苏季这会儿正裹着披风坐在船舱的房间里看书,因为天色有些阴暗,房间里早早地点上了灯,耳边是窗外雨水落入河水中的沙沙声。门口有人轻轻敲了下门,苏季听见声音放下书朝门口喊道:“进来吧。”
门吱呀的响了一声,一个侍卫走了进来,一边关门一边对苏季说:“苏公子,我刚去问了问,船上的人说雨下的太大了,今天晚上要在淮安港待一晚,明天再看情况。苏公子已经病了好几天了,一直也不见好,要不趁着这会儿我去请个大夫过来吧。”

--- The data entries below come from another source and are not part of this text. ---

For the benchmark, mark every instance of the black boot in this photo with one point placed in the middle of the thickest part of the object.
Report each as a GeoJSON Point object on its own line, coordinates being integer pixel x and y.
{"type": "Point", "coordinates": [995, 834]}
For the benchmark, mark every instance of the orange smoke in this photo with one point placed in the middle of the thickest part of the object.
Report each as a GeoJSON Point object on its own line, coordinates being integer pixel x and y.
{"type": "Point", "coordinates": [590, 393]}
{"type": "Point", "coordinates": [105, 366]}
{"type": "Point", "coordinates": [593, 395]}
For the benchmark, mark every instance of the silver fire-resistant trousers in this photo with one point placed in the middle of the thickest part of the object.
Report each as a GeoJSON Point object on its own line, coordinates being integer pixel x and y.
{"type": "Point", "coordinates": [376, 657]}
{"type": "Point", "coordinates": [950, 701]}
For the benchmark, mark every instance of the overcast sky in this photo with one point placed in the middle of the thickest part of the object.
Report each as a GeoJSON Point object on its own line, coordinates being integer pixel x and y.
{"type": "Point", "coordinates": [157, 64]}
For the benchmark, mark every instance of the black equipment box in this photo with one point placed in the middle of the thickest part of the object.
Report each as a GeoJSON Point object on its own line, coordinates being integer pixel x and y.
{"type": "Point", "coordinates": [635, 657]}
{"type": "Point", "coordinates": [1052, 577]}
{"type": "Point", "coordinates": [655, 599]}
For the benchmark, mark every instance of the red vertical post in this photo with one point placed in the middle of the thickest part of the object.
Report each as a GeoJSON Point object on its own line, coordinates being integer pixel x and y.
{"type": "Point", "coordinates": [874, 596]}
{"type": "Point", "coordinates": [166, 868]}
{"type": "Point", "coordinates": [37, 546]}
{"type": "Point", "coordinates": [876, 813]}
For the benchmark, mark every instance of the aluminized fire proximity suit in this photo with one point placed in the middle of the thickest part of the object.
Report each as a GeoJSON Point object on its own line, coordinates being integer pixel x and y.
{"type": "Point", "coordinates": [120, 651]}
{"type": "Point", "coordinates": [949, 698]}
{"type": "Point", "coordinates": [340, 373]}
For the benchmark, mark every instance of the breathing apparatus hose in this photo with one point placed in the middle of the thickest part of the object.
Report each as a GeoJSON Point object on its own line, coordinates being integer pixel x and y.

“没事儿,外面下那么大雨,何必让你去跑一趟呢。我们不是带了药嘛,再吃几副就好了。来,坐这儿歇歇。”
高远跟了苏季一路也知道了他的性子,叹了口气坐在了他对面。苏季给高远倒了杯茶递过去说:“我觉得我今天好多了,就是声音还有些哑,再过两天就没事了。”

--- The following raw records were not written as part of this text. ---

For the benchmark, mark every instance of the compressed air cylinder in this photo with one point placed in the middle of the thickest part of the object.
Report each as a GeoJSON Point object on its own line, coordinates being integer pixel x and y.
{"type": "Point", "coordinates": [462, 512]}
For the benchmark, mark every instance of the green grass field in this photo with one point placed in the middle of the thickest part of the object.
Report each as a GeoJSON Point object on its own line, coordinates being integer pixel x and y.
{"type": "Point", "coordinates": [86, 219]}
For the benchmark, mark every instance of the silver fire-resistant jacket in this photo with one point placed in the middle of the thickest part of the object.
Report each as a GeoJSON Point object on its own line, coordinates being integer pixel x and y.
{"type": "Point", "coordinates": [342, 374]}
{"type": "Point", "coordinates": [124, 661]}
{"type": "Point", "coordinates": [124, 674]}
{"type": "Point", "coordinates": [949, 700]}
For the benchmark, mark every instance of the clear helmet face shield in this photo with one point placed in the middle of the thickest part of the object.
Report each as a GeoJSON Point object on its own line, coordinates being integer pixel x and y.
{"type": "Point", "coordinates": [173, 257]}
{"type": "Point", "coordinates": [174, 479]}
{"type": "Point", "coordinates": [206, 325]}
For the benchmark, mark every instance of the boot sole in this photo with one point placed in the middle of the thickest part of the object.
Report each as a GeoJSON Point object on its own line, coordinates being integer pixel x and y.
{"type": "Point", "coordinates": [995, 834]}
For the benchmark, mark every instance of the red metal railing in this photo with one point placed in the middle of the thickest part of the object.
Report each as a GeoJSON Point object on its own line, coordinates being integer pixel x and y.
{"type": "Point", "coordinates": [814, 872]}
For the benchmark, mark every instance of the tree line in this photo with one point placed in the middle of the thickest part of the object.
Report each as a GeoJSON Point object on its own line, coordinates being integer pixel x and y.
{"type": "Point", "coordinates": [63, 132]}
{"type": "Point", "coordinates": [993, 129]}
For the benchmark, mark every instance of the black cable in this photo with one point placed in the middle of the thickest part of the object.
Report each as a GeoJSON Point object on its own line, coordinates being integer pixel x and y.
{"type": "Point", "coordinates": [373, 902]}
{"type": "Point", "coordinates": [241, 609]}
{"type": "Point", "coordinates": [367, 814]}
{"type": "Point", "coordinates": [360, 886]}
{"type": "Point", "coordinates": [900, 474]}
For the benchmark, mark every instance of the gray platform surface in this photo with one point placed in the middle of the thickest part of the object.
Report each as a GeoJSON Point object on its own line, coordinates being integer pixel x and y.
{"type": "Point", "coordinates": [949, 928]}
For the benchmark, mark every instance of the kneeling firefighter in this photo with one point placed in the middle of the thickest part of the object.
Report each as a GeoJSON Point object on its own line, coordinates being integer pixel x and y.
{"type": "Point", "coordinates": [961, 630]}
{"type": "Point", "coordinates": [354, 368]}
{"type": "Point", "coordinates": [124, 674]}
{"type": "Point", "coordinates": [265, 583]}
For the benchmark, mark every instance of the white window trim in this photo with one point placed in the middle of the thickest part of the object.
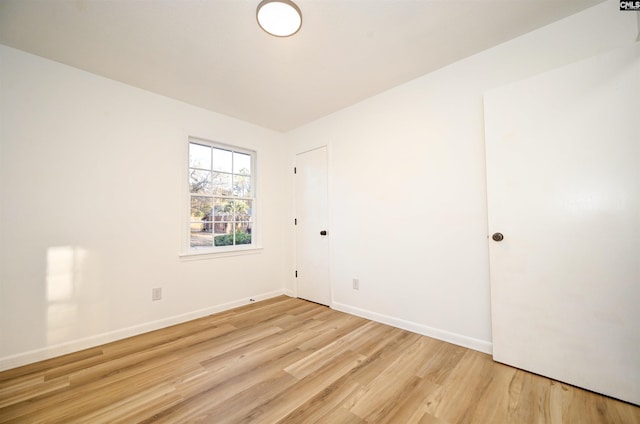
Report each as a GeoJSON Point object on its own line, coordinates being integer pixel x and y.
{"type": "Point", "coordinates": [190, 254]}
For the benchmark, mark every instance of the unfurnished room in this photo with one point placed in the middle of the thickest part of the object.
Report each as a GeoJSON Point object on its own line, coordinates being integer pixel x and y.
{"type": "Point", "coordinates": [320, 211]}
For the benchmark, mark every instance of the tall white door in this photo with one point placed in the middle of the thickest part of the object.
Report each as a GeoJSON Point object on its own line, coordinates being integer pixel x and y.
{"type": "Point", "coordinates": [563, 175]}
{"type": "Point", "coordinates": [312, 226]}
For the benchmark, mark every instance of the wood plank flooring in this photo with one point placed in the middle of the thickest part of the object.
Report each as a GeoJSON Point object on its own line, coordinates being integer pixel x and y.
{"type": "Point", "coordinates": [286, 360]}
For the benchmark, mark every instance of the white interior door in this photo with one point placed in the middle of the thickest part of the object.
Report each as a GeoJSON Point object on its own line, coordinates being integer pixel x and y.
{"type": "Point", "coordinates": [312, 222]}
{"type": "Point", "coordinates": [563, 175]}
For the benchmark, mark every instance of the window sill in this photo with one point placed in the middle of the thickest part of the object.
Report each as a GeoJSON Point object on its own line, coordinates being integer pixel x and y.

“我可是领了我们爷的命来照顾苏公子的,要是连这点儿事儿都办不好,怎么跟爷复命。”
“多大点儿事,不就是生病嘛,哪里就是你失职了。”
“沐哲,沐哲!”
听到远远的又传来了熟悉的呼唤声,苏季无奈地朝对面的高远说道:“他怎么又来了。”
高远笑了笑还没来得及说话,门外传来了几声有些粗暴敲门声。
“沐哲你在吗?”
“我在,你进……”
苏季话还没说完,门已经被人一把推开了,走进来一个看着有二十来岁,穿着很是贵气的少年。嗯……如果忽略掉他那湿了半边的衣服的话,倒也能算个翩翩公子。
“赵兄刚才是下船了吗?怎么衣服都湿了?”
“对啊,我刚下船了。我跟你说,淮安我之前来过,我知道有一家酒楼的菜可好吃了。我听高远说你生病了,下不了船,特意给你带回来了。走,我们去尝尝啊。”

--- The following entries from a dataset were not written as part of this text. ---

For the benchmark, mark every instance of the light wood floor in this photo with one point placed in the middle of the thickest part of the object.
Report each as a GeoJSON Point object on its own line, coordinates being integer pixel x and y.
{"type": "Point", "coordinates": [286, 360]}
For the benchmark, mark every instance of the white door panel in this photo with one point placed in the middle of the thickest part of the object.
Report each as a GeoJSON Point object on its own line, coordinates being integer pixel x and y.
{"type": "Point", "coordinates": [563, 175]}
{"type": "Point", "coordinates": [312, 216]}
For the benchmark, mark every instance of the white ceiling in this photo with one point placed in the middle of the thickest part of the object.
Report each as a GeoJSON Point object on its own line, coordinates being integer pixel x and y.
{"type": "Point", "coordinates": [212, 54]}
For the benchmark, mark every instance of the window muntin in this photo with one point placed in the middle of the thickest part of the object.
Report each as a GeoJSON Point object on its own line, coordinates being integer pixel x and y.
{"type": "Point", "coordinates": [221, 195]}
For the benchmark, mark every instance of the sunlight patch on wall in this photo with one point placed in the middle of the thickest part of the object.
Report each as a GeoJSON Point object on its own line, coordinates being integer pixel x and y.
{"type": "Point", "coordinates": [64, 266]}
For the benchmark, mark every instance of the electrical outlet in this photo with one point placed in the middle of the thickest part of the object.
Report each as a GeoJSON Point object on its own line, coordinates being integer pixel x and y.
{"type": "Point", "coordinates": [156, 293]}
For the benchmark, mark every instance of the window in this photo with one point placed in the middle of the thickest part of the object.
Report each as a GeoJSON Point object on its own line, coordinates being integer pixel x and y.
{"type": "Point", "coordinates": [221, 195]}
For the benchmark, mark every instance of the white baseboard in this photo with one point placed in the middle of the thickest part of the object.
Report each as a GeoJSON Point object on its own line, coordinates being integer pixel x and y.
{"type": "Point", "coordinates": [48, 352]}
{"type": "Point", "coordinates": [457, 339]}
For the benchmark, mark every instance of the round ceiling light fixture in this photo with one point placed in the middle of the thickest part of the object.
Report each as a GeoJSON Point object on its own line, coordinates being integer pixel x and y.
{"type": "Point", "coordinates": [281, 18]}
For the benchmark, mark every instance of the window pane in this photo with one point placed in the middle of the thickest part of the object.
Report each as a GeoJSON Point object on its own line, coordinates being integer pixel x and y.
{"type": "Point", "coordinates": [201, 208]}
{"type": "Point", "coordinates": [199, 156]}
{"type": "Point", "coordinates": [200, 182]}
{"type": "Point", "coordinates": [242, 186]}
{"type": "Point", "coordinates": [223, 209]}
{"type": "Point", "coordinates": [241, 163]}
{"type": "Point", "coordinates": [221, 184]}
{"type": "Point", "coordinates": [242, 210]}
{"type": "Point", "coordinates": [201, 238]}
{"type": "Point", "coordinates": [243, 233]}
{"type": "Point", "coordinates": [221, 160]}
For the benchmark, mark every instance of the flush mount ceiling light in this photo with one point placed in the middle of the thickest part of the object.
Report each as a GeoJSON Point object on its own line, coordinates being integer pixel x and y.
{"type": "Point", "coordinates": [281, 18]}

苏季看着赵怀宁不由分说就过来拉他,连忙站起来说:“不用了,不用你请我,你都请了我一路了。”
“哎呀,沐哲客气什么嘛。要不是你那副药,我现在怕是晕船晕到起不来了,滴水之恩当涌泉相报啊。再说了,我赵怀宁是谁?我赵家在杭州虽然算不上首富,前十那还是妥妥的,这点儿钱我会在意吗?”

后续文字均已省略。